JAKARTA – Dewan Pimpinan Nasional Perhimpunan Mahasiswa Hukum Indonesia (DPN Permahi) menggelar webinar hukum virtual berjudul “Perang Ukraina vs Rusia: Indonesia Bisa Apa?. Kegiatan tersebut dihadiri lebih dari 140 perserta dari berbagai macam kalangan.
“Saya berharap acara ini bisa menjadi momentum penting bagi kaum muda untuk melek pada issu-issu politik hukum dan keamanan internasional,” ujar Ketua umum DPN Permahi, Saiful Salim dalam kata pengantarnya, Sabtu siang.
Dosen Hukum Internasional Universitas Bung Karno, Ruman Sudradjat mengatakan bahwa perang kedua negara eropa itu perlu mendapat perhatian serius dari pemerintah Indonesia yang akan menggelar hajatan besar G20.
“Menurut saya perlu kiranya kita semua bekerjasama dengan pihak manapun, termasuk dengan Amerika, NATO, Ukraina dan Rusia.

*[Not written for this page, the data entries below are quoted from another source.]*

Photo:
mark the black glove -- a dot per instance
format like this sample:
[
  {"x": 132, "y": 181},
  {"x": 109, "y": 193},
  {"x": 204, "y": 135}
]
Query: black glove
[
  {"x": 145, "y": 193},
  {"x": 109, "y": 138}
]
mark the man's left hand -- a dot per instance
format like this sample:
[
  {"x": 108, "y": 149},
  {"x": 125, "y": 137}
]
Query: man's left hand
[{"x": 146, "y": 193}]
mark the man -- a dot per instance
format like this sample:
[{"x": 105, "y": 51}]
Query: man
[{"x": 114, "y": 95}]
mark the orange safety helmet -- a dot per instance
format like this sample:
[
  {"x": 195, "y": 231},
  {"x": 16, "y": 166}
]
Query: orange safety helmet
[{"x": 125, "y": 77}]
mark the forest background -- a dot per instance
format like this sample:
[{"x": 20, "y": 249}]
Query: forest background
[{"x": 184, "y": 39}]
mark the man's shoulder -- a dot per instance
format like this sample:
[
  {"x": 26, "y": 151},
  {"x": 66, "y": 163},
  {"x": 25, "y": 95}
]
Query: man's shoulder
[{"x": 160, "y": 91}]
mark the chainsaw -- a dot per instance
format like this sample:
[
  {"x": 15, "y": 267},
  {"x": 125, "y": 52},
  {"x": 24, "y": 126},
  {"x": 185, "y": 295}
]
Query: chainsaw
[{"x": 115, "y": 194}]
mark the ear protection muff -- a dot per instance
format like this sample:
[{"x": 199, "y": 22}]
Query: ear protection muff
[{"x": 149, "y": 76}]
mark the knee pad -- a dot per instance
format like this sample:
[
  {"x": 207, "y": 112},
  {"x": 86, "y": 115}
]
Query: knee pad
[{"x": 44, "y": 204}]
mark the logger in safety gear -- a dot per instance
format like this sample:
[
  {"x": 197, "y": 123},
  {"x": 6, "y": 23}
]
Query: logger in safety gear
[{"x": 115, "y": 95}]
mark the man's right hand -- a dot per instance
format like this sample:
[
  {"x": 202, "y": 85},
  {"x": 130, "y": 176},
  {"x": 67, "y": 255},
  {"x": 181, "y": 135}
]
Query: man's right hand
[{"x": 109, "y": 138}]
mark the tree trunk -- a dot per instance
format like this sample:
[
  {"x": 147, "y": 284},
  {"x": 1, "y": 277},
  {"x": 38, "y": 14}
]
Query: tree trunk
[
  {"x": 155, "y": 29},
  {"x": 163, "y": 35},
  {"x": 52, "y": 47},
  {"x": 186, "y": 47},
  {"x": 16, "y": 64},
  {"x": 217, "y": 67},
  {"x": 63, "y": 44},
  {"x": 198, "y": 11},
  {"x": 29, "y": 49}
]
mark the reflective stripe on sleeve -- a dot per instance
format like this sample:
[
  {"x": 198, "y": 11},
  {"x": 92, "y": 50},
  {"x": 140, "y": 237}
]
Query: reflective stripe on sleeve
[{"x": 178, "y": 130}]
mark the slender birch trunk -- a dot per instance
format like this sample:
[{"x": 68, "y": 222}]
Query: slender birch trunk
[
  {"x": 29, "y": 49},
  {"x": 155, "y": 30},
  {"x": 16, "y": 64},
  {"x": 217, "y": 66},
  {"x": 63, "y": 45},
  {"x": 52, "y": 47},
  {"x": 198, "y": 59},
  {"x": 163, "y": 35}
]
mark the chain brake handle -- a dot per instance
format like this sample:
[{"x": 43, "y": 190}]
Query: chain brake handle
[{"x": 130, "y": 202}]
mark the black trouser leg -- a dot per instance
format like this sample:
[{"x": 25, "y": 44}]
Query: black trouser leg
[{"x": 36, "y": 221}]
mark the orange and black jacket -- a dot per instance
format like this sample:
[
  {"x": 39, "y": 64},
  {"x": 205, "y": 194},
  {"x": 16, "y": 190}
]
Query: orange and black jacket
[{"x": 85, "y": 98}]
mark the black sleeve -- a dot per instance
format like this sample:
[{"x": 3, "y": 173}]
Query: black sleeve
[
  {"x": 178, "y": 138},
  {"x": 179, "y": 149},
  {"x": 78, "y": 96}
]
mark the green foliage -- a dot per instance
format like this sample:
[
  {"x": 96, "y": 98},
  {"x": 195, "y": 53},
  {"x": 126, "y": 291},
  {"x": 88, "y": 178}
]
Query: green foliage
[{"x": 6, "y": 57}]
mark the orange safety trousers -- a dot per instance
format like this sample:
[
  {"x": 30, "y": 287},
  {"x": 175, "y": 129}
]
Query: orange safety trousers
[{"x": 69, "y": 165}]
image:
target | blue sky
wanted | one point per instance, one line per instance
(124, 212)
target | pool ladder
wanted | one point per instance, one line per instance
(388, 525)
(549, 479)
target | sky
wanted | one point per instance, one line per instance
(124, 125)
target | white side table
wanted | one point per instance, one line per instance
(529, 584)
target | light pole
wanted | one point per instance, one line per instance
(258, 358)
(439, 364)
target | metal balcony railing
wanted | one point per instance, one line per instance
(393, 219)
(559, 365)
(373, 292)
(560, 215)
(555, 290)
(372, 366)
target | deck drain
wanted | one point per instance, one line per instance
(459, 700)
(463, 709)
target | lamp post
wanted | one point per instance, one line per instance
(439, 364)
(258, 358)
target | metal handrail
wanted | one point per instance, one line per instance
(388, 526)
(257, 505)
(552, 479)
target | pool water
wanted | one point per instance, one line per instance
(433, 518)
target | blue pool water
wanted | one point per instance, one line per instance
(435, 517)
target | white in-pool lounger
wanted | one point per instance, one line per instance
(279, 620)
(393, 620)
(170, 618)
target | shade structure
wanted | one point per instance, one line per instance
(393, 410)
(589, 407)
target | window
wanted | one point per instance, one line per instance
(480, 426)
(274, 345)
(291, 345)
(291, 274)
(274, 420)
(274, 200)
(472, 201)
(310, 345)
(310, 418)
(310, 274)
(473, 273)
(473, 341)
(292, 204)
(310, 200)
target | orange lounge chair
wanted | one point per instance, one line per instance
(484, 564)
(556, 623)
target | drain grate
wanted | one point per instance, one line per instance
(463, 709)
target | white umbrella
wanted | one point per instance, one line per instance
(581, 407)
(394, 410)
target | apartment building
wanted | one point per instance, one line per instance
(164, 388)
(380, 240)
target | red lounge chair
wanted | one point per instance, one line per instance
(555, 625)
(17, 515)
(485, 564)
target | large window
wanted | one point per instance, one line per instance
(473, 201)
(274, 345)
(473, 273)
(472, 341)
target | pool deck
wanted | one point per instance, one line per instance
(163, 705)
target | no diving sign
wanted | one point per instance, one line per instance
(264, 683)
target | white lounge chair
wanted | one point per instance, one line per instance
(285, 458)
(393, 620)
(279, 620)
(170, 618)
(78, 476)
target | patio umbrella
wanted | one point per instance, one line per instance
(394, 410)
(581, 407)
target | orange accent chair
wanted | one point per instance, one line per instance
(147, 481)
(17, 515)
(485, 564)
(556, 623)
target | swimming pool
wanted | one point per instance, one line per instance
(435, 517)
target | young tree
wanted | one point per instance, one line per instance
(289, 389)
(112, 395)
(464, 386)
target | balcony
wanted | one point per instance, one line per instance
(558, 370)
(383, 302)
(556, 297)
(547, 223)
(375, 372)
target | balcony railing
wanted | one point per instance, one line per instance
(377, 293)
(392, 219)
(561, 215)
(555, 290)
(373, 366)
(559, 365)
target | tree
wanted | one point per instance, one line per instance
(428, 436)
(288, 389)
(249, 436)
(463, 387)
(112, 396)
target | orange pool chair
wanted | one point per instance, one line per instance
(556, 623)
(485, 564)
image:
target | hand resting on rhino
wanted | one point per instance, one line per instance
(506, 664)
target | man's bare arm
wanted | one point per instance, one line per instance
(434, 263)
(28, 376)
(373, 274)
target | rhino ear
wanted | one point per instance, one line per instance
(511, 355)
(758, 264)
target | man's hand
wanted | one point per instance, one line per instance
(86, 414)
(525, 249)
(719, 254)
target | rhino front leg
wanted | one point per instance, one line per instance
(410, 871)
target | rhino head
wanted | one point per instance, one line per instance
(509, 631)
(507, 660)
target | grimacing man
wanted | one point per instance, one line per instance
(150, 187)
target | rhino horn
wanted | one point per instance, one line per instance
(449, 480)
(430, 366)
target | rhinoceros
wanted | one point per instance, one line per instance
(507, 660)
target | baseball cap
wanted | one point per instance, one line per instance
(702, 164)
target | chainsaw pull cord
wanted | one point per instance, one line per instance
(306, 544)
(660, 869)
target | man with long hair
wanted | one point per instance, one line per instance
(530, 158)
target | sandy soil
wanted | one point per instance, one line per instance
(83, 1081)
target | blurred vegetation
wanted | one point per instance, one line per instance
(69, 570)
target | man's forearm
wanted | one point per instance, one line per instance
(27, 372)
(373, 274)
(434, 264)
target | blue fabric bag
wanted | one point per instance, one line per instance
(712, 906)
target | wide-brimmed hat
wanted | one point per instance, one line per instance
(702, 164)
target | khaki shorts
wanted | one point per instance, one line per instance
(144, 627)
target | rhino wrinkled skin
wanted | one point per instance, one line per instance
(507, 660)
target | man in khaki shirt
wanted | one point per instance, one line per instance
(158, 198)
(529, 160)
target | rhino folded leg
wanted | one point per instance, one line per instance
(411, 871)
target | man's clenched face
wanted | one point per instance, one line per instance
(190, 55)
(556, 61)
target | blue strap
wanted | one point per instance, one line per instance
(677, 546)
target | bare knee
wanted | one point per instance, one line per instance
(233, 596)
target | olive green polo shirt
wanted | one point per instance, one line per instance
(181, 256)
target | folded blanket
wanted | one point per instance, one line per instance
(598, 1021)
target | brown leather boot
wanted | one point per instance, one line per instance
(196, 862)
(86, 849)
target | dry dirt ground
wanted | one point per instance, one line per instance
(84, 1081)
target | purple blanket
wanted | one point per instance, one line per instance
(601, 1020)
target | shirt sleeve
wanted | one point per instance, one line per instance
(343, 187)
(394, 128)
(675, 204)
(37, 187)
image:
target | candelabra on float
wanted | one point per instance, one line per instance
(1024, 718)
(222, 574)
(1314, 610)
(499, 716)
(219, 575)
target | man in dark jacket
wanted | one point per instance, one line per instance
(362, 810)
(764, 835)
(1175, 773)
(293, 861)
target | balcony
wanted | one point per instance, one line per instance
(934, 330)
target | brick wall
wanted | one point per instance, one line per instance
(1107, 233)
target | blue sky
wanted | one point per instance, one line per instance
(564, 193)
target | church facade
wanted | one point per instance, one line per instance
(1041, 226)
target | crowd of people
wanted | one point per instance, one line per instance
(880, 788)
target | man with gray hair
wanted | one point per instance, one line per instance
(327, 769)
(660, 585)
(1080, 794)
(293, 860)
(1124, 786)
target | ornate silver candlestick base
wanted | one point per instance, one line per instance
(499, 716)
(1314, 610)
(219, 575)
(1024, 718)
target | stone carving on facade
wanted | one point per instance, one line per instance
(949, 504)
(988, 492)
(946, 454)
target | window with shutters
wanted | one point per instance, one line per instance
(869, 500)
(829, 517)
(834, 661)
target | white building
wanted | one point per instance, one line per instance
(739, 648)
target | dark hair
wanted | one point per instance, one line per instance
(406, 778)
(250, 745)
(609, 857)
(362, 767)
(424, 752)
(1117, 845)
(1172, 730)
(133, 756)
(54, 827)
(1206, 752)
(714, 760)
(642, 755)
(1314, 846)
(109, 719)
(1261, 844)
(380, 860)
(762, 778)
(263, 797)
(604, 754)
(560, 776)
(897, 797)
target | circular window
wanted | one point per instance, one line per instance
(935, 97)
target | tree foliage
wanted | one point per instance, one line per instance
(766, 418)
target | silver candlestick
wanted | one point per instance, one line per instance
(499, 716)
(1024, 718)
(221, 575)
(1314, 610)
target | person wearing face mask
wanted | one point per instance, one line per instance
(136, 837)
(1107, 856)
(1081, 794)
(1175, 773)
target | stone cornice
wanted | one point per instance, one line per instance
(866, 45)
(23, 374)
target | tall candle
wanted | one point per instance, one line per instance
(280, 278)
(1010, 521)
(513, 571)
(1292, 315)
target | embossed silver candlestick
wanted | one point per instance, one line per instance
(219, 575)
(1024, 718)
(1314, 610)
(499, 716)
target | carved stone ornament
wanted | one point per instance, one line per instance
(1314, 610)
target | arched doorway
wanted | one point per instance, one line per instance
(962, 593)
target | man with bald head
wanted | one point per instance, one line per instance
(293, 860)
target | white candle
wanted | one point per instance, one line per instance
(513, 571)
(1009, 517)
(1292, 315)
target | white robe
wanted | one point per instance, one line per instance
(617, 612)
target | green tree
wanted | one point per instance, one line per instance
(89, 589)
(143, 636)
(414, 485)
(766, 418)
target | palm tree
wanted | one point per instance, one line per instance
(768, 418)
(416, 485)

Saya kira ini penting agar semua dapat berpartisipasi pada agenda G20 nanti,” katanya.
Ruman mengatakan, dari sisi aspek hukum internasional terdapat tiga pokok penting yang perlu diperhatikan bersama dalam kasus Rusia dan Ukraina. Ketiganga adalah masalah kedaulatan, intervensi, dan pengaruh terhadap Indonesia. Apalgai secara hukum, Rusia sudah melanggar kedaulatan Ukraina yang bisa dilihat pada pasal 1 ayat 2 piagam PBB.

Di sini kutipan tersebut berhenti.